そういう意味で、この個人に渡す、政治家個人に渡すお金には何の制約も掛からないという実態がこの政治資金規正法の欠陥であって、そのことが許される世界として悪用してきたのが、いわゆる今の、改めてまた政策活動費と同じ名前を付けているわけです。そのときにも、餅代、氷代も政策活動費とちゃんと言っているんですよ。
この同じ内規でも、党所属全国会議員の資金管理団体の収支報告をホームページで一括して公表することを定めたと言いますが、いまだに実施されていません。

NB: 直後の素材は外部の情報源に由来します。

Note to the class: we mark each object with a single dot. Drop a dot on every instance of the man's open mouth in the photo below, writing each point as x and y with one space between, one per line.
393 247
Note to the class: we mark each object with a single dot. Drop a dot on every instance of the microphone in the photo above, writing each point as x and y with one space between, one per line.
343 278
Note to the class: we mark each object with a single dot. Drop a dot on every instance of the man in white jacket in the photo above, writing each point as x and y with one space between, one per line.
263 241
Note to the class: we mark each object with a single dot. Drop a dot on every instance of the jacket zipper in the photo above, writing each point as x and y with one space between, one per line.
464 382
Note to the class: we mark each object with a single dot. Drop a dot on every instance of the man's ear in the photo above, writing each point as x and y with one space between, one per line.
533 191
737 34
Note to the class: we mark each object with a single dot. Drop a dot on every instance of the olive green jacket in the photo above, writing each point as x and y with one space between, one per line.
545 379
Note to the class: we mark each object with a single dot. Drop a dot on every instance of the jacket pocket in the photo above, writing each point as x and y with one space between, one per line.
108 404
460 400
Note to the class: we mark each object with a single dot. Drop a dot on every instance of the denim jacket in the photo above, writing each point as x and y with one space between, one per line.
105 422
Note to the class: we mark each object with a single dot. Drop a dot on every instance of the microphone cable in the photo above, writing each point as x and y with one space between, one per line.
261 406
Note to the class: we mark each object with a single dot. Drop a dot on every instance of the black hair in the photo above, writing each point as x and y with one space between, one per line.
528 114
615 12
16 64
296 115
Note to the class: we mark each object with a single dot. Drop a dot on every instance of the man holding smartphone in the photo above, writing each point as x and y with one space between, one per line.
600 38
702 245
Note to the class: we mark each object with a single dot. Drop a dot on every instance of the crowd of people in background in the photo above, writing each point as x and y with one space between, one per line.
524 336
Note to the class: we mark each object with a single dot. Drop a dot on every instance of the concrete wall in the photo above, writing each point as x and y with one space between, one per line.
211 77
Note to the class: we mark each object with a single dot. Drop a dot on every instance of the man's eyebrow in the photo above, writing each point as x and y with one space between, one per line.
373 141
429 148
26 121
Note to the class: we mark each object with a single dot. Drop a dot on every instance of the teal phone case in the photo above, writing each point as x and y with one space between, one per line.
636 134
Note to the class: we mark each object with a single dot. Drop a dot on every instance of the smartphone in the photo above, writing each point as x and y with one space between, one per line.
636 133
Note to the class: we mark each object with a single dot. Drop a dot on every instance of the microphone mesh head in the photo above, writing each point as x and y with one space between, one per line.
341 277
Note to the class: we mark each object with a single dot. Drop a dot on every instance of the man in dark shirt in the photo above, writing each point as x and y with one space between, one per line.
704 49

現在、国会議員関係政治団体の収支報告については、複数の都道府県にまたがるものは総務省ホームページで、また、一つの都道府県にとどまるものは各都道府県選管のホームページで公開される仕組みになっています。しかし、自民党の議員の皆さんは関係団体幾つもお持ちで、かつ、その名称から代表者が推認できないような団体も数多く存在しており、名寄せが困難であるという問題が長年指摘されてきました。
改正案にデジタル化の推進が盛り込まれています。代表者が同一の団体などは当然リンクが貼られて、政治家個人ごとに一元的に閲覧したり、タグ付けするなど、検索可能な形にすべきだと考えますが、自民党提案者のお考えをお聞かせください。